AMD’s software engineers provided some information on the upscaling technology update.
During the busy week of GDC 2023, AMD’s software engineering team presented a technical presentation on FidelityFX Super Resolution (FSR) 3.0, the latest version of their FidelityFX SDK. It goes without saying that the AI upscaling technology will replace the existing version, FSR 2.0, but more crucially, its parent company anticipates that the technology will replace NVIDIA’s own DLSS 3.0 upscaling technology.

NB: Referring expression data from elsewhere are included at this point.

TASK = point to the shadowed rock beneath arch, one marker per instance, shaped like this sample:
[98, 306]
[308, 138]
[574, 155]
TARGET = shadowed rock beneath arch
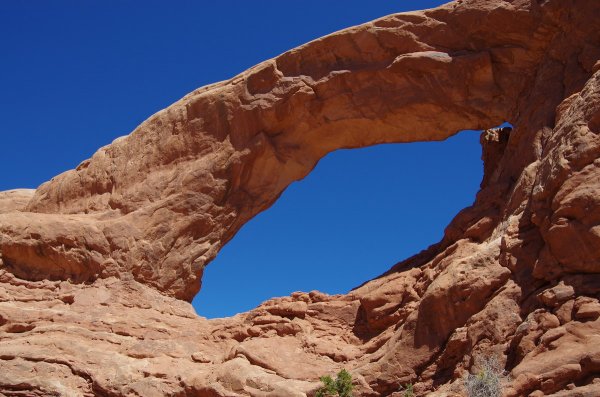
[92, 262]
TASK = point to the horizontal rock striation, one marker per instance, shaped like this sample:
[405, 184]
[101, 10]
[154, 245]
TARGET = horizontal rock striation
[97, 263]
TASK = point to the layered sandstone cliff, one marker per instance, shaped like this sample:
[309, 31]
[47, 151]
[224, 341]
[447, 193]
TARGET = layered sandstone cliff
[96, 264]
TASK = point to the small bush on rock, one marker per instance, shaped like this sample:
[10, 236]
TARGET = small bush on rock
[487, 382]
[341, 386]
[407, 391]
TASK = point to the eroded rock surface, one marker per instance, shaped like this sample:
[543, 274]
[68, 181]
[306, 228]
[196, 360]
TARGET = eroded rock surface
[98, 262]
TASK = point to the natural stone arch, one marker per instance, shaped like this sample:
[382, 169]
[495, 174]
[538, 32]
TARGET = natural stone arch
[159, 203]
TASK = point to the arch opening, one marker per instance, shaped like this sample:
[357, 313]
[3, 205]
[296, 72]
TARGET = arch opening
[353, 217]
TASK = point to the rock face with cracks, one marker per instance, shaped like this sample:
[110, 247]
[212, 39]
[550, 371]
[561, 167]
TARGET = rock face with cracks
[98, 263]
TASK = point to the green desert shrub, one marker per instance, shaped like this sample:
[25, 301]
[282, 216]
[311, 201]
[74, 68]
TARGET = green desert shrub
[341, 386]
[487, 382]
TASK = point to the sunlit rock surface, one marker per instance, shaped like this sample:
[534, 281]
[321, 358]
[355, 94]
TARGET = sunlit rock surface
[98, 263]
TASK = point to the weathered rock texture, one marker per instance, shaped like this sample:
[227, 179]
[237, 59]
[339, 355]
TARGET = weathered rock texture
[98, 262]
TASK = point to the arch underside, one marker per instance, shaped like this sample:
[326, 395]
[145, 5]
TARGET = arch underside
[110, 244]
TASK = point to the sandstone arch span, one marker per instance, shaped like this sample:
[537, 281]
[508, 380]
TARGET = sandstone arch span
[515, 276]
[159, 203]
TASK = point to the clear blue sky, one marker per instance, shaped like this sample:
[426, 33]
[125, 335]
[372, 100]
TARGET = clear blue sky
[76, 74]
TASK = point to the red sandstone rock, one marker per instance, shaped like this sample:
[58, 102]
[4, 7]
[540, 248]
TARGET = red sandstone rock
[95, 262]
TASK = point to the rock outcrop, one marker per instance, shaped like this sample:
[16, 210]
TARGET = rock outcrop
[96, 264]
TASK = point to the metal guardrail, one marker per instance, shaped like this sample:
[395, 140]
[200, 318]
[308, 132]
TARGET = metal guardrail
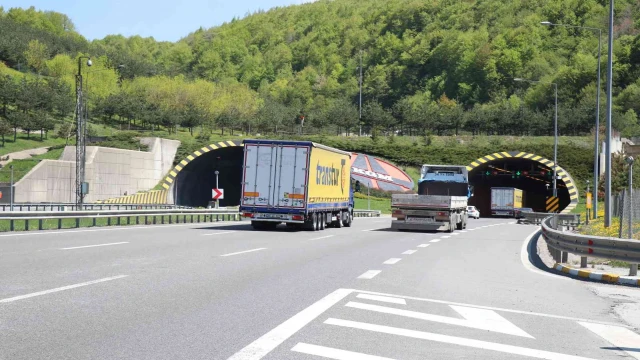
[151, 217]
[592, 246]
[73, 207]
[366, 213]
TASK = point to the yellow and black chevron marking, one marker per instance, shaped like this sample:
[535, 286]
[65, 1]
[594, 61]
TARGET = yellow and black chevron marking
[149, 197]
[564, 176]
[174, 172]
[553, 203]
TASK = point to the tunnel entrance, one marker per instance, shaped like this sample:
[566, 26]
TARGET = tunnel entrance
[528, 172]
[191, 181]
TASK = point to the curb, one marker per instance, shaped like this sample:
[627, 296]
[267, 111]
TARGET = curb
[609, 278]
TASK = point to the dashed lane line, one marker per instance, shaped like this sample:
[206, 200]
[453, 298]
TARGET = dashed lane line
[68, 287]
[369, 274]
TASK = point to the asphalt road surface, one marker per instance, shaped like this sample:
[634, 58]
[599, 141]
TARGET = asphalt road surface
[220, 291]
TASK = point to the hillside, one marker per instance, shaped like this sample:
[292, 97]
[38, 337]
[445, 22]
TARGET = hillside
[441, 67]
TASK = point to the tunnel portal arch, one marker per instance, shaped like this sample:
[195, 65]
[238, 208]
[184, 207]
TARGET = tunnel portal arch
[190, 182]
[516, 160]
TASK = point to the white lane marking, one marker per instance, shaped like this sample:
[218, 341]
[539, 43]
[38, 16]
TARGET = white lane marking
[86, 246]
[269, 341]
[218, 233]
[392, 261]
[623, 339]
[244, 252]
[322, 237]
[369, 274]
[491, 308]
[68, 287]
[527, 260]
[333, 353]
[387, 299]
[473, 318]
[122, 227]
[492, 320]
[510, 349]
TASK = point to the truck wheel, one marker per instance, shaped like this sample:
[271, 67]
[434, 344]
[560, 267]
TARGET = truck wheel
[349, 220]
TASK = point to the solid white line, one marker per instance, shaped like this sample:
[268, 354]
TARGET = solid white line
[369, 274]
[269, 341]
[526, 259]
[322, 237]
[332, 353]
[490, 308]
[392, 261]
[473, 318]
[244, 252]
[82, 247]
[122, 227]
[68, 287]
[510, 349]
[218, 233]
[387, 299]
[620, 337]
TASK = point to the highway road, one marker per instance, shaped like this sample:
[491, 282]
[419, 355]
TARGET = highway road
[220, 291]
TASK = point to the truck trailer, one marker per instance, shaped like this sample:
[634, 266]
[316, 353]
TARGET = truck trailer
[300, 183]
[441, 202]
[505, 201]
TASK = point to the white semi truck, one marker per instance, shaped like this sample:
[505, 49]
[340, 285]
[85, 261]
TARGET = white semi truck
[441, 202]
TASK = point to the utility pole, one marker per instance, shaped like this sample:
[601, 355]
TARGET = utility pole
[607, 159]
[80, 134]
[360, 118]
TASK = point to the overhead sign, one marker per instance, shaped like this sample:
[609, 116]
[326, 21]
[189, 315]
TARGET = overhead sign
[553, 204]
[217, 194]
[371, 174]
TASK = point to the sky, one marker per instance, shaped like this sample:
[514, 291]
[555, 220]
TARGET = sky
[165, 20]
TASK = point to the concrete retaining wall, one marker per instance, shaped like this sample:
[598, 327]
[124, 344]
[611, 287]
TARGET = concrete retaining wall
[110, 173]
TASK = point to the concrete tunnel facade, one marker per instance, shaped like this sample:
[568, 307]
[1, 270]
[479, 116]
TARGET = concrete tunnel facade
[191, 181]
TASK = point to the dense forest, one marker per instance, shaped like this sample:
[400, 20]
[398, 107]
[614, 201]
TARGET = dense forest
[440, 67]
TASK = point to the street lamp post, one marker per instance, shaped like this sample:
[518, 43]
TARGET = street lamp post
[596, 157]
[80, 140]
[555, 132]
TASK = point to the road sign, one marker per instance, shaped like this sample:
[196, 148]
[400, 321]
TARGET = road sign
[217, 194]
[553, 204]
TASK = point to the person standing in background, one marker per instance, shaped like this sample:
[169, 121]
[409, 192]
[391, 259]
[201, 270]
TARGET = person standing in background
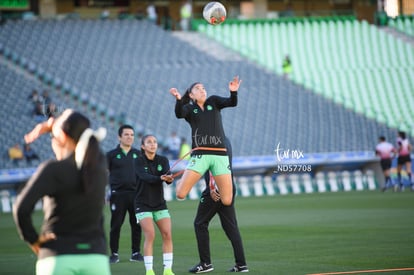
[385, 151]
[404, 157]
[123, 187]
[150, 205]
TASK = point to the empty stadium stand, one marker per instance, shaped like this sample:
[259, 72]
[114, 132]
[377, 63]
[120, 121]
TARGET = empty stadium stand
[350, 85]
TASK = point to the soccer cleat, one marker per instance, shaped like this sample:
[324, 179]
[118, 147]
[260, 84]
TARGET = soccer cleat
[201, 268]
[114, 258]
[168, 271]
[239, 268]
[136, 257]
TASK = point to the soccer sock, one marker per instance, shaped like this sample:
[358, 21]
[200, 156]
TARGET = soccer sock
[148, 262]
[387, 181]
[167, 257]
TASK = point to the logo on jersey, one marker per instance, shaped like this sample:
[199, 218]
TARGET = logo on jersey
[192, 162]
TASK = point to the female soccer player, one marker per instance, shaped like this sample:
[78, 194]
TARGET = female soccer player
[209, 152]
[72, 238]
[150, 204]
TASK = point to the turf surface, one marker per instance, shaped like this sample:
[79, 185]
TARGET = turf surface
[293, 234]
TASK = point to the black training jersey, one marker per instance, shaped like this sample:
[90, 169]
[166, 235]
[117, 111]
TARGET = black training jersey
[206, 125]
[150, 194]
[75, 217]
[122, 169]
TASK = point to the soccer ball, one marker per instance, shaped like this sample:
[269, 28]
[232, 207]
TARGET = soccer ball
[214, 13]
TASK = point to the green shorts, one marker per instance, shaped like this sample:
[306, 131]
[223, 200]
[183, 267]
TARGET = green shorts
[74, 264]
[155, 215]
[217, 165]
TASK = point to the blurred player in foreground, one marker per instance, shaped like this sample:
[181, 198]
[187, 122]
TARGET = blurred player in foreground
[72, 187]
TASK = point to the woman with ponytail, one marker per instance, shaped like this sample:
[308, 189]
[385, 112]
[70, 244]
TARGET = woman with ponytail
[207, 134]
[72, 189]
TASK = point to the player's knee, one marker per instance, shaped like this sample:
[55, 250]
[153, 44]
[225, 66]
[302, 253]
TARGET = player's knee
[226, 201]
[180, 195]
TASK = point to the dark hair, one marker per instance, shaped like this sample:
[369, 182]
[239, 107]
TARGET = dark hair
[186, 97]
[125, 126]
[74, 125]
[143, 139]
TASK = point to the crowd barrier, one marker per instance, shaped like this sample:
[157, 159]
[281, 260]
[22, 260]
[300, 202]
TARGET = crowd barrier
[260, 176]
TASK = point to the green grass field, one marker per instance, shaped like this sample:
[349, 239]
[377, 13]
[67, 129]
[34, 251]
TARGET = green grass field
[293, 234]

In contrast to NVIDIA’s DLSS technology, which needs dedicated hardware and a GPU to function, such as its GeForce RTX Series graphics cards, AMD’s FSR technology is software-based and not entirely dependent on specialised hardware. More crucially, because every iteration of AMD’s upscaling technology has been open-source, practically every discrete graphics card may use it and gain the framerate bump it promises, and FSR 3.0 is no exception.
The functionality might essentially quadruple the framerate improvement already warranted by FSR 2.0, according to the software developers who worked on FSR 3.0. As a result, frame interpolation and resolution upscaling are combined to achieve this. Having said that, it seems that AMD still has some obstacles to overcome.
First off, it is still striving to reduce the whole delay produced by FSR, not only FSR 3.0. An immediate and perfect illustration of this can be found in NVIDIA’s current DLSS 3.0, which uses a new technology called Optical Flow Accelerator and Frame Generation to generate entirely new frames instead of pixels using the Tensor cores and RT cores in an RTX 40 Series GPU (the technology only works with Ada Lovelace cards). Although this approach produces a significant degree of latency, NVIDIA’s Reflex technology is automatically activated anytime DLSS 3.0 is active as a solution to the problem.


Based on the detail of one of its slides, it does seem that AMD is suffering from similar issues with FSR 3.0, and how it plans to overcome the issue is still up in the wind for now. Again, as mentioned earlier, the update will be open source and made available through an MIT license, so game developers and makers should be able to use and edit it, to the point that AMD should soon be able to release application samples and full documentation of its technology. At that point, too, games could then begin implementing the upscaling technology into their games as well.